BlissOS' installer has fucking crap tools for setting up partitions and such properly for a UEFI boot, so I actually used Anarchy Linux to basically set up partitions and filesystems and just dropped Bliss on top of that. Worked well, and I wish Anarchy had better support because it's actually a nice, clean little distro.

Briefly contemplated doing a dual or triple boot with Win7Pro and a Linux distro but the HDD when properly formatted, partitioned and such tops out at ~300GB. Win7Pro is a bit greedy.
 
So it isn't just me. I thought my computer just sucked, which it does, but still. How can a phone emulator suck this much?
Yeah I was kind of taken aback too. I mean, BlueStacks looks really feature rich but why is it tanking on loading basic CRM shit? Whatever, not an issue anymore. BlissOS 11.9 runs Android Pie and runs it well for the most part. Some mild hiccups here and there and apparently there are bugs you need to watch out for but it's not too shabby. It gets weird with the touchpad at times, even after calibration, but it recognizes Android gestures on a touchpad with no issue and you can program new ones I think. Going to have a Logitech wireless mouse with it as well for general duty point and click, reserve the pad for gestures and such.
 
i know the NPC meme annoys a lot of people
but i quite appreciate it because it probably exposed a lot of people to the idea of the inner monologue
and also it exposed a lot of people who don't "talk" to themselves (especially those who bragged about it)

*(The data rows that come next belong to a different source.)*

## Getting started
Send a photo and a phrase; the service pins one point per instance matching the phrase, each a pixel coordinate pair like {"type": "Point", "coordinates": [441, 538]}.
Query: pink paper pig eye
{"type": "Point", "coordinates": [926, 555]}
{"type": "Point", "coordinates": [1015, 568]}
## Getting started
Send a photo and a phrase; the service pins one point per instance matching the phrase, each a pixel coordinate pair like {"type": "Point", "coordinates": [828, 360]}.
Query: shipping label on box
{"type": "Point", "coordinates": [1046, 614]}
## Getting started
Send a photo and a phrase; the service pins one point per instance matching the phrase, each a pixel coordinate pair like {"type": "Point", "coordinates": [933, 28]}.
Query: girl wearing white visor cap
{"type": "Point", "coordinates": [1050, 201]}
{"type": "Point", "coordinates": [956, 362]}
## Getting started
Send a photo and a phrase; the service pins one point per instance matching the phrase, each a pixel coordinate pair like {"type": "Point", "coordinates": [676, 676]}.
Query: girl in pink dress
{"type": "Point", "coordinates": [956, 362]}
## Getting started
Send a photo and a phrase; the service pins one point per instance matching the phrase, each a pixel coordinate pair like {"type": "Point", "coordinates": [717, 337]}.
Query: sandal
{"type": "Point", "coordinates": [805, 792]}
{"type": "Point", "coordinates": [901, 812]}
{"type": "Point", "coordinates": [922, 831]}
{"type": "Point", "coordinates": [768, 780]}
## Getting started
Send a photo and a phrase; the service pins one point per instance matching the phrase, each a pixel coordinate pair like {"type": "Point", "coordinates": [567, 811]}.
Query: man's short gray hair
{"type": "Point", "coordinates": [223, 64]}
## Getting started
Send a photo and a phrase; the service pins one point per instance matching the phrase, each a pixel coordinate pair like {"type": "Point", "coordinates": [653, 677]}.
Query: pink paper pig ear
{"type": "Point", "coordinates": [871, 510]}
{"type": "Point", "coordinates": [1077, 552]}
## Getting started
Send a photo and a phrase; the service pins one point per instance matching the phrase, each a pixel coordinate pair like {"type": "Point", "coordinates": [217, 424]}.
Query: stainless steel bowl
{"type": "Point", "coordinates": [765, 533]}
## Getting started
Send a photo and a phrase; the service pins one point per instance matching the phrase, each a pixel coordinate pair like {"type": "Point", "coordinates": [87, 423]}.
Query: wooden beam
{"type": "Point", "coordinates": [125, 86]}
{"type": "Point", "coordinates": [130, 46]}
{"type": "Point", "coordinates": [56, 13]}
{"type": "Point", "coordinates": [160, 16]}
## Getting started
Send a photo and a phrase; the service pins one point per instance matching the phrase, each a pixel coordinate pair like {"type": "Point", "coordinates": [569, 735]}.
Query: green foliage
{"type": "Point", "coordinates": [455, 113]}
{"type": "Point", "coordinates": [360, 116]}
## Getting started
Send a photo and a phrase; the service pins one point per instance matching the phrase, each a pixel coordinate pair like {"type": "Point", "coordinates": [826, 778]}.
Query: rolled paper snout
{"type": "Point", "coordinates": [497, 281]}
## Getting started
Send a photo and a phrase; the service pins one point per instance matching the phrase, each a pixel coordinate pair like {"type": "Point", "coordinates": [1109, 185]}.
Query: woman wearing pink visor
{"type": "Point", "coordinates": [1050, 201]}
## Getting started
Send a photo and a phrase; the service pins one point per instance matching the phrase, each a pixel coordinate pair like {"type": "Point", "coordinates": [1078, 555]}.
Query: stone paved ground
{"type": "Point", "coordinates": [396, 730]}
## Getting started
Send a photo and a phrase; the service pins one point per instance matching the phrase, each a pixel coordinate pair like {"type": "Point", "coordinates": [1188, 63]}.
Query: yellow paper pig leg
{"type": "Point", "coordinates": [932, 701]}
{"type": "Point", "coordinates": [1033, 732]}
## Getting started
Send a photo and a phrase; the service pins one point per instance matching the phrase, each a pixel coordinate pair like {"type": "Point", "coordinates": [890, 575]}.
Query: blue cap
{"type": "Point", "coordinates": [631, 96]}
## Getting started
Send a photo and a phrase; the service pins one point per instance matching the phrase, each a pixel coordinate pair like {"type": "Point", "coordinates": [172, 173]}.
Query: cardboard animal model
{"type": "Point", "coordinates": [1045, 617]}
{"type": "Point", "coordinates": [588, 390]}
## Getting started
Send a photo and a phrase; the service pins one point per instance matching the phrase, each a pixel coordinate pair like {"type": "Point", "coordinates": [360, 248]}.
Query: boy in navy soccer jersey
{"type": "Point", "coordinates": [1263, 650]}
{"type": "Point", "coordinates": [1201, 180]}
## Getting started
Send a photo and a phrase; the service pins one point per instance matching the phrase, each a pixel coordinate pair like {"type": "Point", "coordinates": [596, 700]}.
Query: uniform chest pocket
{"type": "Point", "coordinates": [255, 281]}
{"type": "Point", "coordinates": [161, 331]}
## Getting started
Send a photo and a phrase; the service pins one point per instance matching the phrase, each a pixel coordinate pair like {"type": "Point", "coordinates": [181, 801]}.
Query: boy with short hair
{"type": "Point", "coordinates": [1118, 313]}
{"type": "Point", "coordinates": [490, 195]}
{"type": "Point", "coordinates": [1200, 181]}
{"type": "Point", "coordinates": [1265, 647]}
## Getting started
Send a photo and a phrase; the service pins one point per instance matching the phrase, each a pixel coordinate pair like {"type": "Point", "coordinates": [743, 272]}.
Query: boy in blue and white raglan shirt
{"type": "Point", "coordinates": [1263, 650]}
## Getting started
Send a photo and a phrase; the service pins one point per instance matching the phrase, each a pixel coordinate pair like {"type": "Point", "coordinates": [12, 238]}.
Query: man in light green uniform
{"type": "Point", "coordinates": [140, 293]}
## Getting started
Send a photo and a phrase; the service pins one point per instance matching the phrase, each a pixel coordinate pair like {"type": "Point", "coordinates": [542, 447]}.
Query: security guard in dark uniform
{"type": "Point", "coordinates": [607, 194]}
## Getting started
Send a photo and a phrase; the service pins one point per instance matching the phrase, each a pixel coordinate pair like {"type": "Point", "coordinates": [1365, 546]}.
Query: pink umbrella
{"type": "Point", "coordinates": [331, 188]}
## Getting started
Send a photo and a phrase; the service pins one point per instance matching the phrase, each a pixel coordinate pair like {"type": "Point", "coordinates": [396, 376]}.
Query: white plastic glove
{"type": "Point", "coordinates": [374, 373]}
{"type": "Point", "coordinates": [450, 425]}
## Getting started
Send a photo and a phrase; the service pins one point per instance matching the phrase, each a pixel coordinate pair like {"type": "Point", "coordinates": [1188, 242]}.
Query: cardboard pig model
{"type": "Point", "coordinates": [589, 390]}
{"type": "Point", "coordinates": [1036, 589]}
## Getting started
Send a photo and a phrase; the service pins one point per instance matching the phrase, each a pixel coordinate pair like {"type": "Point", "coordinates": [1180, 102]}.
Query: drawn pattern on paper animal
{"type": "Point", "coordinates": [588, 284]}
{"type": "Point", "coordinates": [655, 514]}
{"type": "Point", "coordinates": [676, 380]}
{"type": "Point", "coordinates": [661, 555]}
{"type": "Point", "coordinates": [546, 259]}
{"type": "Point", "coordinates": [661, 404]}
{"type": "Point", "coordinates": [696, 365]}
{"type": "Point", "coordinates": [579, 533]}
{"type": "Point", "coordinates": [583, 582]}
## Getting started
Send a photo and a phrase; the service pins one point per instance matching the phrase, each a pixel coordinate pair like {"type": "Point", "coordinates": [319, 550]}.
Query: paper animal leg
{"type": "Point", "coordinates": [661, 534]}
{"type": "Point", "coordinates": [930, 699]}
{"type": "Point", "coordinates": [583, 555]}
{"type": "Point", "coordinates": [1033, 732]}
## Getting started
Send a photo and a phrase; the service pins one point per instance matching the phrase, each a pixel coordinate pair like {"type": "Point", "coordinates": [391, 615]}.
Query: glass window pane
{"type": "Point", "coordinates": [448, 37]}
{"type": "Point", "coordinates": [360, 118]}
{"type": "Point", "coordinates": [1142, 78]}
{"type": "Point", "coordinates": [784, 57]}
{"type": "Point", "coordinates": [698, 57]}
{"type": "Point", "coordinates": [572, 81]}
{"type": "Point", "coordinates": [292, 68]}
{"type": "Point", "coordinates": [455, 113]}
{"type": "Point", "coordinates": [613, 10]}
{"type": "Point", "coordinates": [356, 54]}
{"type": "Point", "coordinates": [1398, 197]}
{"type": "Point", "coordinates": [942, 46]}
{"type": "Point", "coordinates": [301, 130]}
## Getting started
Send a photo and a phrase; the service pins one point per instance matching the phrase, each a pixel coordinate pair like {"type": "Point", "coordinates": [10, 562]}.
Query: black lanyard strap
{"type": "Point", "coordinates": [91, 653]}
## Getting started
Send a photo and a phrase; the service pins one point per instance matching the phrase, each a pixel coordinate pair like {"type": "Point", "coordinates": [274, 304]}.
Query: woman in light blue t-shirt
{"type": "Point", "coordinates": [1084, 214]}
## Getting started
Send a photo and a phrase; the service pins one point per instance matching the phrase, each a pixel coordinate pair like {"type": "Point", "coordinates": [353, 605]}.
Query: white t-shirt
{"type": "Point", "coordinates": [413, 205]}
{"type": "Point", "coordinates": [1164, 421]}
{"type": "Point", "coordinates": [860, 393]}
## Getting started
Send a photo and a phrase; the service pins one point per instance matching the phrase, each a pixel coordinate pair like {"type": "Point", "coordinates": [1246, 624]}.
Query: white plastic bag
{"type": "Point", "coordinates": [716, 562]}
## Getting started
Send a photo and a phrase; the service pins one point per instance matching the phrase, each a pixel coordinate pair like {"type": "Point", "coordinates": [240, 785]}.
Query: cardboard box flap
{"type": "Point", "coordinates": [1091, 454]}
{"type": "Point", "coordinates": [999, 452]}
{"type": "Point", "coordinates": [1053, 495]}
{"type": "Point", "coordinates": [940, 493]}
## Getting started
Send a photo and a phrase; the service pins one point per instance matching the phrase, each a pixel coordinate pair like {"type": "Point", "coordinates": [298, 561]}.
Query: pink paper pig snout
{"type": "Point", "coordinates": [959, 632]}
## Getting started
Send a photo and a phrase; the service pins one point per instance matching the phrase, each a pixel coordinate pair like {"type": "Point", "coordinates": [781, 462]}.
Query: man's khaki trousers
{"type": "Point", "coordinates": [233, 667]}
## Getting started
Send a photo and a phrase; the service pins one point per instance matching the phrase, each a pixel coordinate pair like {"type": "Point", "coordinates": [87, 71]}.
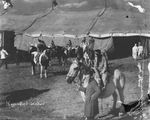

also that post from a guy who used to not have a voice in his head but got one one day was very interesting
 
i know the NPC meme annoys a lot of people
but i quite appreciate it because it probably exposed a lot of people to the idea of the inner monologue
and also it exposed a lot of people who don't "talk" to themselves (especially those who bragged about it)
also that post from a guy who used to not have a voice in his head but got one one day was very interesting

People don't have an internal monologue?